Hey everybody. New to the fish world here, this is my first pot. I got my first tank recently (15 gal tall) and have been having fun getting it cycling and started. Since getting it I have been more and more interested in cooler tanks and my GF and I decided to start a small weekend project. 

We put together a 1.5 gal tank that hangs on the wall and looks like a framed picture.









Its 3.3 inches thick and finished around the outside with black plastic so it looks nice from all angles. The hinge in the lid tends to hold it up a bit, but I feel thats a minor complaint for our first attempt at something like this. Total time spent was a couple of days and about $20 worth of materials.

What do you guys think? I have in progress pics too if anyone is interested.


----------



## Meshuggahn (Jul 31, 2011)

Hmmm, sorry, need to make a few more posts before I can get the picture in there. Ill be back!


----------



## majerah1 (Oct 29, 2010)

Very nice idea!My only real suggestion for such a small tank,is to replace the plastic plants with live.


----------



## Meshuggahn (Jul 31, 2011)

Thanks. We were worried about the amount of water changes that live plants might require. Not sure if that's a legit concern or not. What advantages do they provide?


----------



## majerah1 (Oct 29, 2010)

Actually plants will help to maintain the water quality as well as provide a safe place for the fish to hide in,with less concern to ripping his delicate fins.The addition of a nice cryptocoryne wendtii and maybe some java moss or anubias petit.would help alot.
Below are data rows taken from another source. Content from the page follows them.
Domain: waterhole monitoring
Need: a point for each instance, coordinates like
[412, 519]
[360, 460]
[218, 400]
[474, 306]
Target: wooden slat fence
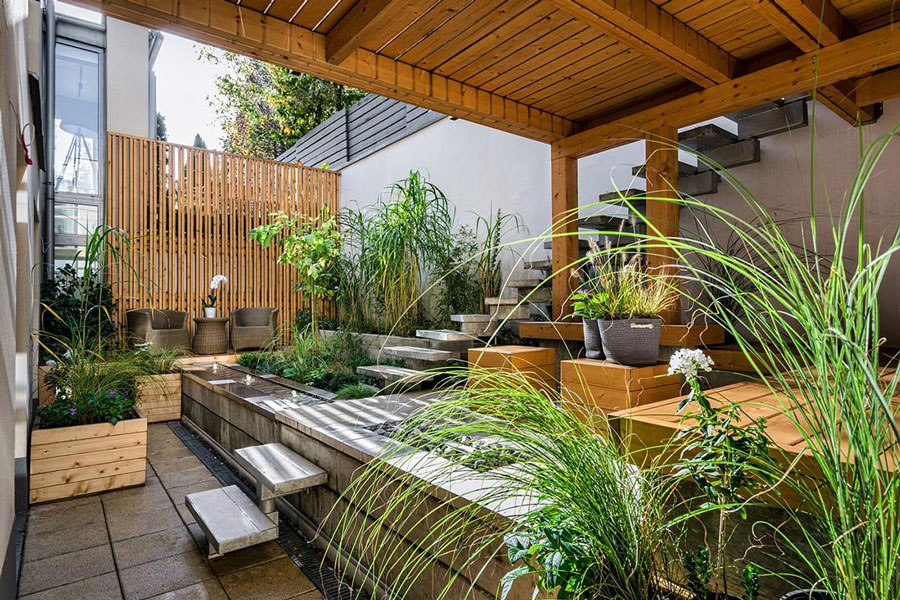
[188, 212]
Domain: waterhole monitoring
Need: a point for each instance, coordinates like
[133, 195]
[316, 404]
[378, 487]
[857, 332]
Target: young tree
[263, 109]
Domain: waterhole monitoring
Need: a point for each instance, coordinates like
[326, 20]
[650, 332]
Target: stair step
[442, 335]
[528, 284]
[230, 520]
[279, 469]
[706, 137]
[423, 354]
[389, 374]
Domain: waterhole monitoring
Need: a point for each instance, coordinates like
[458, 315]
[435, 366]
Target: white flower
[689, 362]
[217, 281]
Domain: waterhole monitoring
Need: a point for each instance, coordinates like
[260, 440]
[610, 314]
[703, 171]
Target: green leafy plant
[312, 247]
[726, 458]
[588, 523]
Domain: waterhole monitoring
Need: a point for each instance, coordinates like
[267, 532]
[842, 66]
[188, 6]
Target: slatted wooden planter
[538, 364]
[593, 388]
[86, 459]
[159, 397]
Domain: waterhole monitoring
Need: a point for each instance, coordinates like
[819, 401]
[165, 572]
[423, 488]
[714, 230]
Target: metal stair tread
[281, 470]
[229, 519]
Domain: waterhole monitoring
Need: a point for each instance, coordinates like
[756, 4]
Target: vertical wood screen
[188, 212]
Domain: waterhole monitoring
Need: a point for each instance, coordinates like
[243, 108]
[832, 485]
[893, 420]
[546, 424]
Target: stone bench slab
[279, 470]
[230, 520]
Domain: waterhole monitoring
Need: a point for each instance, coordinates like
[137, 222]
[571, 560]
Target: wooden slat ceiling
[546, 69]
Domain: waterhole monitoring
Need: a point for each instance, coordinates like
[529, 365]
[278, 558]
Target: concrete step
[279, 470]
[443, 335]
[476, 325]
[421, 354]
[230, 520]
[706, 137]
[392, 375]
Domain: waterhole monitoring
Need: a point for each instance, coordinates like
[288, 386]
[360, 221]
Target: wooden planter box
[589, 386]
[86, 459]
[159, 397]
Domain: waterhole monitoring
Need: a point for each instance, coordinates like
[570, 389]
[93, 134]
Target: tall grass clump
[572, 515]
[819, 324]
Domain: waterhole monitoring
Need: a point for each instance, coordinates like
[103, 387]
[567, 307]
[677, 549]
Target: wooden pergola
[582, 75]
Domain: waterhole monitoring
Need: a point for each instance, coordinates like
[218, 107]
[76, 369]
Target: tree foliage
[263, 109]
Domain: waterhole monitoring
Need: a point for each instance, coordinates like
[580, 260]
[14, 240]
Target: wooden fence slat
[188, 213]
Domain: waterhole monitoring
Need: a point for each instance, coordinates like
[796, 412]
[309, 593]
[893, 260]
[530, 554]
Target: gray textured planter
[631, 342]
[591, 339]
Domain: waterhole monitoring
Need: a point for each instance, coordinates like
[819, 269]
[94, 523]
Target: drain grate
[317, 568]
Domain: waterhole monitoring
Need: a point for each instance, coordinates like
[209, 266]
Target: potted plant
[209, 303]
[626, 302]
[89, 438]
[158, 390]
[726, 460]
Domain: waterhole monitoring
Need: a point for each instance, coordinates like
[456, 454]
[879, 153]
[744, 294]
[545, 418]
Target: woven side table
[210, 335]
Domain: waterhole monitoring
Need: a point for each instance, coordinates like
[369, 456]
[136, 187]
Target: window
[79, 136]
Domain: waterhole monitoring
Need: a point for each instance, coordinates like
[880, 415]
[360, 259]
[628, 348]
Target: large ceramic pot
[808, 595]
[631, 342]
[591, 339]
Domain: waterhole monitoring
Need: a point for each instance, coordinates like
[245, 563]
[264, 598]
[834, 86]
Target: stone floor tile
[132, 524]
[64, 540]
[153, 546]
[179, 493]
[102, 587]
[206, 590]
[60, 570]
[276, 580]
[60, 515]
[182, 478]
[164, 575]
[152, 497]
[248, 557]
[176, 464]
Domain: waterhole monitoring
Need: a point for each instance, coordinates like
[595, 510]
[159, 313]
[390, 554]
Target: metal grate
[317, 568]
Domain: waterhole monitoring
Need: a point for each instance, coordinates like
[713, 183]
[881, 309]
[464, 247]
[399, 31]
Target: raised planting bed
[159, 397]
[86, 459]
[342, 437]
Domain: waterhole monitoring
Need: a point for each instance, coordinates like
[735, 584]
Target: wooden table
[210, 335]
[672, 335]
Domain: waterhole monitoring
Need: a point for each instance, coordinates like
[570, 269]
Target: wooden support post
[564, 185]
[662, 183]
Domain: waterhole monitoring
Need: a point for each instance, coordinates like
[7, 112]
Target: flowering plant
[215, 282]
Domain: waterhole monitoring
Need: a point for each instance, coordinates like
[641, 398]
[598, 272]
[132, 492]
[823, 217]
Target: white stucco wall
[127, 79]
[480, 169]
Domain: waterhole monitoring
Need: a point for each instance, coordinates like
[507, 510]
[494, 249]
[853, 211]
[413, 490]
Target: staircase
[229, 518]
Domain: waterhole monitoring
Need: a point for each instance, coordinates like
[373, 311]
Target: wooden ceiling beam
[649, 30]
[854, 57]
[361, 22]
[809, 25]
[231, 27]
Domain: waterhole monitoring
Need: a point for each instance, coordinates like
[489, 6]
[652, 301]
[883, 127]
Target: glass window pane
[75, 219]
[77, 122]
[68, 255]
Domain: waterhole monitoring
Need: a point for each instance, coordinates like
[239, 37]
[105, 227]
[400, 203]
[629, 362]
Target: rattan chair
[253, 327]
[160, 328]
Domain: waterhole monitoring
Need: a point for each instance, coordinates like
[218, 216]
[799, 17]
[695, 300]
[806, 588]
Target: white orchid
[216, 281]
[690, 362]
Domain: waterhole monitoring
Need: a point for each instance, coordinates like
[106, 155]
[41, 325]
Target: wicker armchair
[161, 328]
[253, 327]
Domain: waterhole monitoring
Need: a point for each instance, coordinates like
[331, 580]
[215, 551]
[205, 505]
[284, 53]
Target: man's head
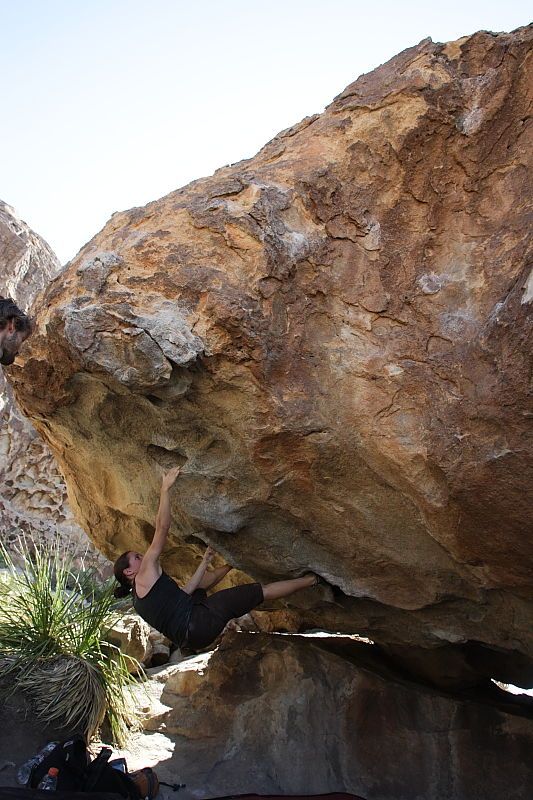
[126, 568]
[15, 327]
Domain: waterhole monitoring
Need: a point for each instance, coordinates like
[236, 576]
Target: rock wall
[331, 339]
[279, 715]
[33, 495]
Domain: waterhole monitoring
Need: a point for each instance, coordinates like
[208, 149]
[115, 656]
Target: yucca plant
[53, 624]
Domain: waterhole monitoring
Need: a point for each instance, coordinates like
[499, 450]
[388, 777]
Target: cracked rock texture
[278, 715]
[332, 339]
[33, 495]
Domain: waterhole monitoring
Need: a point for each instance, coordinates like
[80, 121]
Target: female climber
[188, 616]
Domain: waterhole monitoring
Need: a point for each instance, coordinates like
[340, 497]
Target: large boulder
[33, 495]
[331, 339]
[278, 715]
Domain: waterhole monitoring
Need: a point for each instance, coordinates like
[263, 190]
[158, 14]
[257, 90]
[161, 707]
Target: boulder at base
[279, 715]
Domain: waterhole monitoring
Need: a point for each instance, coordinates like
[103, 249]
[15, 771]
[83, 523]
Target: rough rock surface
[331, 338]
[277, 715]
[137, 639]
[33, 495]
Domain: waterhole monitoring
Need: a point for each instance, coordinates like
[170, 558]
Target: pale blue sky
[108, 104]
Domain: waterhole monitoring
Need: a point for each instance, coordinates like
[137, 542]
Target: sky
[109, 104]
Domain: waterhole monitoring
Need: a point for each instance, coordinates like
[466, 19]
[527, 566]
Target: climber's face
[134, 561]
[11, 341]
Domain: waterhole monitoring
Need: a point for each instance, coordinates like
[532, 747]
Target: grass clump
[53, 625]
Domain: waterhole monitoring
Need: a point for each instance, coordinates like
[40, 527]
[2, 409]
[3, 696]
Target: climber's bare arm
[162, 522]
[196, 579]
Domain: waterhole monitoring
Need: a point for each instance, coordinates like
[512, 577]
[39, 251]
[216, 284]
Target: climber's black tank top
[166, 607]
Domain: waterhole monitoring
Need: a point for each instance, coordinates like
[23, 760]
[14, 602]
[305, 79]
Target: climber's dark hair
[120, 565]
[9, 310]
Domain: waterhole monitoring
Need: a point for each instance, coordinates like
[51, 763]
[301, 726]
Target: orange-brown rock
[331, 338]
[277, 715]
[33, 497]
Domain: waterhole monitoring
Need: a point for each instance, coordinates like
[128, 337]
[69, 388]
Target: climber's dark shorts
[210, 615]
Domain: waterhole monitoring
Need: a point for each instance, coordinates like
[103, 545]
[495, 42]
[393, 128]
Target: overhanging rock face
[331, 338]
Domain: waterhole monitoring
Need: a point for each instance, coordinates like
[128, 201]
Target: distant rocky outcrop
[33, 495]
[331, 338]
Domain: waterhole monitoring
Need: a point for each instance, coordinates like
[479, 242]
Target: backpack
[78, 773]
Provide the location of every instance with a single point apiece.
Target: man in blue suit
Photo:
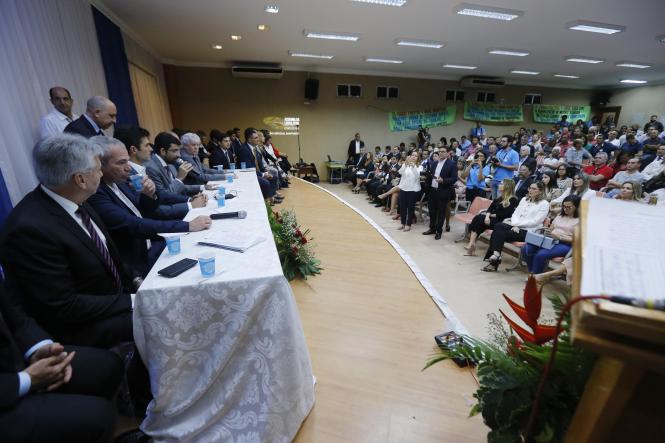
(443, 176)
(126, 212)
(248, 154)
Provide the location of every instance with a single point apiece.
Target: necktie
(101, 247)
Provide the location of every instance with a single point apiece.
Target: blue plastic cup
(207, 265)
(137, 182)
(173, 244)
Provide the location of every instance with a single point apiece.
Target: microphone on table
(223, 215)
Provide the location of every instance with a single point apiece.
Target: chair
(477, 205)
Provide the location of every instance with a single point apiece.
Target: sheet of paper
(623, 250)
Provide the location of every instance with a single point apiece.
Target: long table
(226, 355)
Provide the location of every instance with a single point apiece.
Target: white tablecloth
(227, 355)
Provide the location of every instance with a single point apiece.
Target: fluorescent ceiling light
(580, 59)
(330, 36)
(488, 12)
(566, 76)
(633, 65)
(304, 54)
(460, 67)
(420, 43)
(383, 2)
(383, 60)
(513, 52)
(599, 28)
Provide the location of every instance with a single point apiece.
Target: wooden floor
(369, 327)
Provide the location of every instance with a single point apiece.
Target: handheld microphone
(223, 215)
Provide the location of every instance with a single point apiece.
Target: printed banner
(487, 112)
(412, 120)
(552, 113)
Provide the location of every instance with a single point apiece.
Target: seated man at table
(137, 142)
(52, 393)
(199, 175)
(126, 212)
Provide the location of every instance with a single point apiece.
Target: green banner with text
(552, 113)
(486, 112)
(412, 120)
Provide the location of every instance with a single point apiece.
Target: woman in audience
(500, 209)
(630, 191)
(409, 186)
(561, 229)
(528, 216)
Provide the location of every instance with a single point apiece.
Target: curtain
(152, 111)
(43, 43)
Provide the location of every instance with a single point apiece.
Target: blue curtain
(116, 69)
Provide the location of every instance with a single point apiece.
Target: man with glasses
(505, 162)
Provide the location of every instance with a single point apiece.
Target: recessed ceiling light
(420, 43)
(383, 2)
(579, 59)
(512, 52)
(460, 67)
(307, 55)
(599, 28)
(632, 65)
(383, 60)
(331, 36)
(566, 76)
(488, 12)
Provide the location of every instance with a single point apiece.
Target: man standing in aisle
(56, 121)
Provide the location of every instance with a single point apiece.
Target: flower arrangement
(293, 245)
(509, 372)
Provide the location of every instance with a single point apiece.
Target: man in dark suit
(126, 213)
(51, 393)
(443, 175)
(221, 153)
(356, 148)
(199, 175)
(248, 154)
(59, 255)
(100, 113)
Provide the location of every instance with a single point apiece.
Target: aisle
(369, 327)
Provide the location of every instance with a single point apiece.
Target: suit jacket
(130, 232)
(448, 173)
(199, 175)
(165, 181)
(82, 127)
(64, 280)
(18, 333)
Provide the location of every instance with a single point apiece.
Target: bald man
(100, 114)
(55, 121)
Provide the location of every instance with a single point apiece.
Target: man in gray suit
(162, 167)
(199, 175)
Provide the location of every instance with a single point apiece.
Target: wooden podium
(624, 399)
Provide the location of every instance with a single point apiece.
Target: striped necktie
(101, 247)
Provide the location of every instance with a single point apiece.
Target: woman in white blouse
(409, 186)
(528, 216)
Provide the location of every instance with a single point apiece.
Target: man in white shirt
(55, 121)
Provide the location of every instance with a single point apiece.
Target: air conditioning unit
(257, 70)
(482, 82)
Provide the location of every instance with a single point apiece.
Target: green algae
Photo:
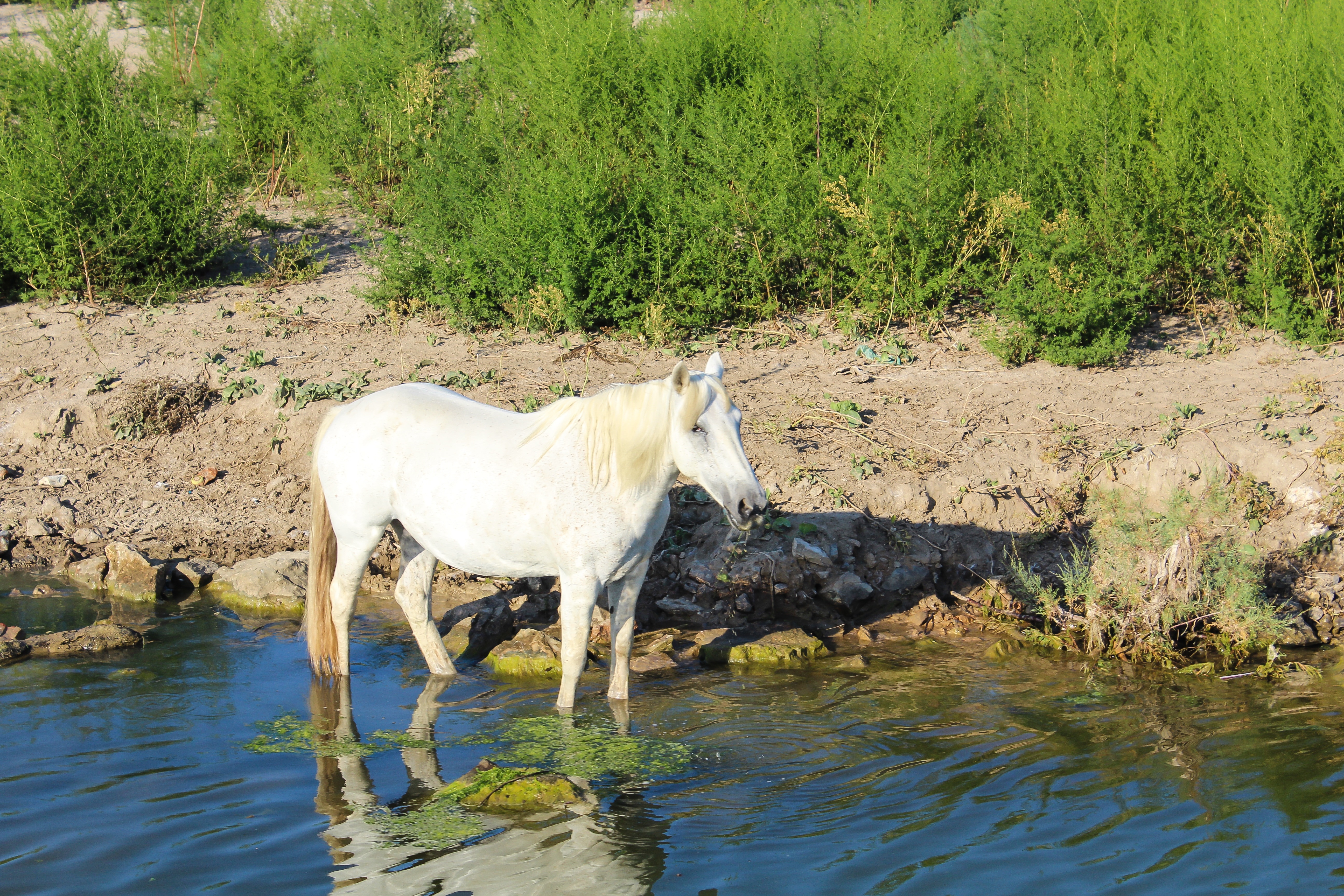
(440, 824)
(569, 747)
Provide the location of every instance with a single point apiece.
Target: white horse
(578, 489)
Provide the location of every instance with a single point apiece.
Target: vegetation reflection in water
(932, 770)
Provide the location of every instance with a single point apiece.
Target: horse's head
(706, 438)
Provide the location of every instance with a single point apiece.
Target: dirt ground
(954, 449)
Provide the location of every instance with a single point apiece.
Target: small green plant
(241, 389)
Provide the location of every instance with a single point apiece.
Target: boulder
(530, 653)
(490, 786)
(131, 574)
(103, 636)
(905, 577)
(90, 571)
(197, 573)
(777, 648)
(264, 586)
(13, 649)
(475, 636)
(846, 590)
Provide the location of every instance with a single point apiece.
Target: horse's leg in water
(415, 592)
(578, 597)
(353, 553)
(621, 597)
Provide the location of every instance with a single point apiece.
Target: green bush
(1068, 166)
(105, 183)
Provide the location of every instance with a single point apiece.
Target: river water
(935, 770)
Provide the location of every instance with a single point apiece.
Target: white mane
(626, 428)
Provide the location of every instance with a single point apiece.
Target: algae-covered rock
(131, 574)
(264, 586)
(101, 636)
(777, 648)
(13, 649)
(490, 786)
(530, 653)
(475, 636)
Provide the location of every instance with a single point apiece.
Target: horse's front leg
(578, 597)
(621, 597)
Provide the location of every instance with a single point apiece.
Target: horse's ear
(681, 378)
(714, 367)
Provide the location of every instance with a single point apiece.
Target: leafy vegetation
(1156, 585)
(1064, 167)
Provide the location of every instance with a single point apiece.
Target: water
(932, 772)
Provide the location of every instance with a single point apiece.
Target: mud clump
(159, 406)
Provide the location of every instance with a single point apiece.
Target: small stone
(530, 653)
(89, 535)
(846, 590)
(652, 663)
(13, 649)
(811, 554)
(197, 571)
(905, 577)
(103, 636)
(777, 648)
(36, 528)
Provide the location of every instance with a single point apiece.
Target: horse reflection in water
(548, 853)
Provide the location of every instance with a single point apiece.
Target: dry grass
(158, 406)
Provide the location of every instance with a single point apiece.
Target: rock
(490, 786)
(905, 577)
(103, 636)
(681, 608)
(811, 554)
(475, 636)
(90, 571)
(36, 528)
(530, 653)
(131, 574)
(779, 648)
(89, 536)
(846, 590)
(652, 663)
(195, 571)
(13, 649)
(269, 586)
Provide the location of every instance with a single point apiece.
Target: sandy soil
(962, 452)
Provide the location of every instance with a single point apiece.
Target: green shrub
(105, 183)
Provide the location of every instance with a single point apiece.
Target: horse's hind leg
(351, 562)
(415, 592)
(621, 596)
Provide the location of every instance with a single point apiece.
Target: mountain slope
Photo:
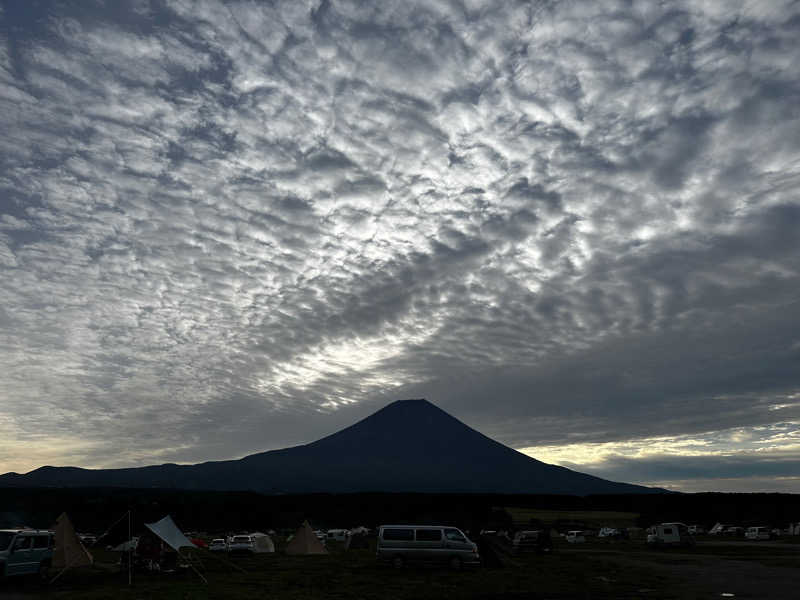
(408, 446)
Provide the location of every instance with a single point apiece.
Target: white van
(25, 552)
(337, 535)
(670, 534)
(757, 533)
(402, 544)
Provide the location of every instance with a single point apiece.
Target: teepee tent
(69, 551)
(305, 542)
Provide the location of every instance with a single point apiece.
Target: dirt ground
(622, 570)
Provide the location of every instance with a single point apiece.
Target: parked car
(670, 534)
(402, 544)
(25, 552)
(696, 529)
(575, 537)
(242, 543)
(337, 535)
(757, 533)
(532, 541)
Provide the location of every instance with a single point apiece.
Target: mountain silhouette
(407, 446)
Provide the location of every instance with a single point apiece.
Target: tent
(151, 548)
(168, 532)
(69, 551)
(126, 546)
(305, 542)
(262, 543)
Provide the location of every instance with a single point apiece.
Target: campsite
(594, 571)
(302, 566)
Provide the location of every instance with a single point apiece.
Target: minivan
(757, 533)
(402, 544)
(25, 552)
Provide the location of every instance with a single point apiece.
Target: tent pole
(130, 548)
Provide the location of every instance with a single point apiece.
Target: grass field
(593, 570)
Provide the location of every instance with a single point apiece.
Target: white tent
(305, 541)
(170, 534)
(69, 551)
(718, 528)
(262, 543)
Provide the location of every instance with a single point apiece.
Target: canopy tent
(262, 543)
(305, 542)
(69, 551)
(169, 533)
(126, 546)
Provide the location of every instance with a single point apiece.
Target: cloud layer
(227, 227)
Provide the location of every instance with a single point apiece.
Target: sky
(229, 227)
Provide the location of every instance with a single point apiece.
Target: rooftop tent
(69, 551)
(167, 531)
(262, 543)
(305, 542)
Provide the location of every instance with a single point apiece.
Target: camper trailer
(670, 534)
And you wont have to do any more water changes for the plants,you can actually do once weekly changes in that tank with them.Otherwise you will need to do them twice a week.


----------



## Meshuggahn (Jul 31, 2011)

Thanks. Now I just need to convince the gf. She seems really opposed to live plants for some reason.


----------



## majerah1 (Oct 29, 2010)

Understandable,some plants can be difficult and if not given the proper care can cause alot more issues.But if you stick to the lowlight low tech like what was listed earlier,everything will be fine.Plus you have us all here to help with anything ya need!


----------